Diese Einschätzung wurde von den anwesenden Seglern unterstützt. Einige haben sich bereits neue Plätze in sichereren Häfen an der Westküste gesucht. "Von den 24 Liegeplätzen sind nur noch zehn belegt", berichtete Nissen. Wenn für die Sportboote kein größerer Schutz geboten werde, sei damit zu rechnen, dass die Anlage unter Umständen in diesem Jahr ganz aufgegeben werden müsse. "Die Angelegenheit wird weiter verfolgt", kündigte die Verbandsvorsitzende Claudia Weinbrandt an. Ein Ausbau der Anlegestelle zu einem Schutz-Hafen wird nach ihren Worten allgemein positiv bewertet - gerade mit Blick auf den Tourismus. Pellworms Amtsvorsteher Klaus Jensen befürwortet das Projekt ebenfalls.

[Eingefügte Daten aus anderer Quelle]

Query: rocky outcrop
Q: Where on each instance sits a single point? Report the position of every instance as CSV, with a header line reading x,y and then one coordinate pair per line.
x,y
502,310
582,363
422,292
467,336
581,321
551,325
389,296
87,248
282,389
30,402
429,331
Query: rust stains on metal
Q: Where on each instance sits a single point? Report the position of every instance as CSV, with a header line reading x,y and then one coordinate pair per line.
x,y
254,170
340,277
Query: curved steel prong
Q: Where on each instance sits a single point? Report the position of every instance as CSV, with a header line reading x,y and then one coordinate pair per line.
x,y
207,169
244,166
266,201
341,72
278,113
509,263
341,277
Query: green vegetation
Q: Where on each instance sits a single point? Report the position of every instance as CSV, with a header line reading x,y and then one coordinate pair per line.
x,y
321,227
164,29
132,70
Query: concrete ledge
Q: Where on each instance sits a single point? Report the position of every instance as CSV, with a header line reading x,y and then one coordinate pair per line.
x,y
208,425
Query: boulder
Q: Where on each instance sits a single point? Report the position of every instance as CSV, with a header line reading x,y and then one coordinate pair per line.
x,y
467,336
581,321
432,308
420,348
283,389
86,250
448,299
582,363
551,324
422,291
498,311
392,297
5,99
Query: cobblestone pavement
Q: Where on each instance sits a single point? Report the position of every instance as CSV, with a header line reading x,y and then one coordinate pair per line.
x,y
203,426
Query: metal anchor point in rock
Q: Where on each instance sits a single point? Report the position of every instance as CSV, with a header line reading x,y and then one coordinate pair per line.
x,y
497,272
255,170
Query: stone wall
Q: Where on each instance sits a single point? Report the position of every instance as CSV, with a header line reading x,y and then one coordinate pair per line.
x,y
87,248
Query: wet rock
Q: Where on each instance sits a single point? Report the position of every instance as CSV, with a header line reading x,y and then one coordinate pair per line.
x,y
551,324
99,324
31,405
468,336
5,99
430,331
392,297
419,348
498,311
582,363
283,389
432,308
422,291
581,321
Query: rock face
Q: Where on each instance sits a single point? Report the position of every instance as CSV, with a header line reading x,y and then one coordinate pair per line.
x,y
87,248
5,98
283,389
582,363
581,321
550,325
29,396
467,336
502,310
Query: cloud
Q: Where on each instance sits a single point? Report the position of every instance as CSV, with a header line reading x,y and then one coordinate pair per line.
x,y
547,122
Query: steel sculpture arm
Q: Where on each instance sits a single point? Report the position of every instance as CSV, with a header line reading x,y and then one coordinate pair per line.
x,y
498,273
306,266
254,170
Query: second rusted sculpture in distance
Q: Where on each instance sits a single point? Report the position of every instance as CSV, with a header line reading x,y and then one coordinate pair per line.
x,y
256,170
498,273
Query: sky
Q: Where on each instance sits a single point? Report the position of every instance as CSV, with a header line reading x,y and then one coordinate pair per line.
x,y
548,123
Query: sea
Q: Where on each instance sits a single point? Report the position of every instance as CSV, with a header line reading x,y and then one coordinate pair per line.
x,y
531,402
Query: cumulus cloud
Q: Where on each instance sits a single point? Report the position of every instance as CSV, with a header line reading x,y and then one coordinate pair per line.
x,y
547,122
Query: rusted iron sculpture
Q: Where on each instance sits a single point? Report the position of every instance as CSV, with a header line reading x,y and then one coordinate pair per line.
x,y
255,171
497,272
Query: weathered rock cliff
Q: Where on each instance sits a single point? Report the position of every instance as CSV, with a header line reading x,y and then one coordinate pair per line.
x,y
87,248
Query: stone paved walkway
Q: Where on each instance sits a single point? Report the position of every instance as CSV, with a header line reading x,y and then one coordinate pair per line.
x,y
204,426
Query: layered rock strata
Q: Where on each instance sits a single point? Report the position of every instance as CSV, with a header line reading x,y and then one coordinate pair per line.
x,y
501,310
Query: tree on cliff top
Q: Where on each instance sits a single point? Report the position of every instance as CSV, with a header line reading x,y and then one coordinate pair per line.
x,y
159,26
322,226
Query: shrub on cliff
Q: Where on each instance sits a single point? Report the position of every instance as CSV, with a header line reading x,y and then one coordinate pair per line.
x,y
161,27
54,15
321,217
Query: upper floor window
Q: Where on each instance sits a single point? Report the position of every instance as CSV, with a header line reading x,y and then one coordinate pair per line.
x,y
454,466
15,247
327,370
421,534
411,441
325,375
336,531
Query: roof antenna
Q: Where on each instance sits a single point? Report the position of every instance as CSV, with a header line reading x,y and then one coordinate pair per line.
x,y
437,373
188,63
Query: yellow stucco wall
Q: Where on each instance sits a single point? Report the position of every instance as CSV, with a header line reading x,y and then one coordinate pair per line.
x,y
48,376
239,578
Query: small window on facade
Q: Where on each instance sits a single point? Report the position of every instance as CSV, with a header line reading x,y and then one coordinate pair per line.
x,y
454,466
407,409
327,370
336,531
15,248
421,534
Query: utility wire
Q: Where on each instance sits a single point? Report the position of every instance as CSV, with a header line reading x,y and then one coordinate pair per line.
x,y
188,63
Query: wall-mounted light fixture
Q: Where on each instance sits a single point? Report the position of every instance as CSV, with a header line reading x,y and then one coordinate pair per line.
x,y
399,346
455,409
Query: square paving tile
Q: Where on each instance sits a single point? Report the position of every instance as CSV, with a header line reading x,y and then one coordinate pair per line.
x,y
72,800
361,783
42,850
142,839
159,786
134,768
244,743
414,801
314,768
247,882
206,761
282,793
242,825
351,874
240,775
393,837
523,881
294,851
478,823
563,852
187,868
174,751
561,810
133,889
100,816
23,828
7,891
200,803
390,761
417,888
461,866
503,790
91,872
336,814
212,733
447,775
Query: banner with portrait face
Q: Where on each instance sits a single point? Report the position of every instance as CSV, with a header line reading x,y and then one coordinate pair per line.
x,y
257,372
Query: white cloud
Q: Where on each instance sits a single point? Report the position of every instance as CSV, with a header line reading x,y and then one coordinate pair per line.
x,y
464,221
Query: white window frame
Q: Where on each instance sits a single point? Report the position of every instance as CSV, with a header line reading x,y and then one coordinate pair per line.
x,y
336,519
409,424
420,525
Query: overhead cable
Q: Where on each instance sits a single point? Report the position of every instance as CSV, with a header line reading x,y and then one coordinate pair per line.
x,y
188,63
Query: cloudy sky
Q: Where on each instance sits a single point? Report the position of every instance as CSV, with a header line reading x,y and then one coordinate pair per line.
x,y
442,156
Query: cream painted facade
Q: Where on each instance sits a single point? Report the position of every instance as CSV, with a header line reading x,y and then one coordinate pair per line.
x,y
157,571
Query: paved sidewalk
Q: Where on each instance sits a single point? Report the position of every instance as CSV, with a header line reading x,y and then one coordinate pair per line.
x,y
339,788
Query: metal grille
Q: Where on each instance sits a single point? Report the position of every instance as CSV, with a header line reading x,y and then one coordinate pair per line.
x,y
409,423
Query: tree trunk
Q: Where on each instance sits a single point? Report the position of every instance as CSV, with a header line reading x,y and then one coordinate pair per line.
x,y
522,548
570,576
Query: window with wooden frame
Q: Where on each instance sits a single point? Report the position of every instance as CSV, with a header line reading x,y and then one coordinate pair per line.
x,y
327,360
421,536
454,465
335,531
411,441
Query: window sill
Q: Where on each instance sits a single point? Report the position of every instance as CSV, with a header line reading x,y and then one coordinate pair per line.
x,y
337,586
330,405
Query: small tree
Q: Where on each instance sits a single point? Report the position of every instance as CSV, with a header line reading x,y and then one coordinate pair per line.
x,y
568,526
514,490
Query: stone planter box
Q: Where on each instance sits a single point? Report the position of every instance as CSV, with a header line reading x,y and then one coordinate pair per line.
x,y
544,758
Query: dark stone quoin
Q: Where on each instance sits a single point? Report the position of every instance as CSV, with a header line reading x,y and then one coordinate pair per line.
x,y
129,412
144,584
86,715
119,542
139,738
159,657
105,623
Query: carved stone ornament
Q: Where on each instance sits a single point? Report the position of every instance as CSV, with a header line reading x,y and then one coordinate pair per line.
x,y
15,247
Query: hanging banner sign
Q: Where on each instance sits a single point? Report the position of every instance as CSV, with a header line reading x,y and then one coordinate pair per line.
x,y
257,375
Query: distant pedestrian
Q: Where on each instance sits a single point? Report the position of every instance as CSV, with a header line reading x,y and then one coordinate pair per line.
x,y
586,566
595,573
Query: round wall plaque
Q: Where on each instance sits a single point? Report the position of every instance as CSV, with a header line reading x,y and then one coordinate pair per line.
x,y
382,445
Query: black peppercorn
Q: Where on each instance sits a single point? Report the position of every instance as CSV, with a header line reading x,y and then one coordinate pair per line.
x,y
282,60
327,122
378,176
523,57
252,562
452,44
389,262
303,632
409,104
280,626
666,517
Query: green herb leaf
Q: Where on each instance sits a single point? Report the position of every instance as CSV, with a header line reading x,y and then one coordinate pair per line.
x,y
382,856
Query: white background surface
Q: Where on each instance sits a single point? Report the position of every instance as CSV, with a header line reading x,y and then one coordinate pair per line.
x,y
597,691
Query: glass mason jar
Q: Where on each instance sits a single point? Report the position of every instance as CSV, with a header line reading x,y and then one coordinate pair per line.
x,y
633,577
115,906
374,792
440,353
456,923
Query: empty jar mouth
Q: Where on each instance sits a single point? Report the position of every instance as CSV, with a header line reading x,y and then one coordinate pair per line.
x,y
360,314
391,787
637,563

Erlebnis-Hafen Schlüttsiel?
"In der jetzigen Form ist Schlüttsiel als Schutz-Hafen völlig ungeeignet", kritisierte Grödes Bürgermeister Volker Mommsen. Nach seiner Ansicht sollte nach einem Konzept gesucht werden, dass allen Interessen gerecht wird. Sein Hooger Kollege Matthias Piepgras warf den Begriff von einem "Erlebnis-Hafen Schlüttsiel" in die Runde. Allein für eine bessere und sicherere Ausstattung für die Segler werde es keine Fördergelder geben, gab er zu bedenken. Deshalb müsse mit dem Tourismus und vielleicht mit dem Status des Weltnaturerbe argumentiert werden.
Um die Abwanderung der Segler zu verhindern, forderte Johannes Volquardsen notwendige Reparaturen im Bereich der Sportboot-Anlegestellen vorzunehmen. Nun soll eine Arbeitsgruppe eingerichtet werden, die ein geeignetes Konzept für den Hafen entwickeln soll.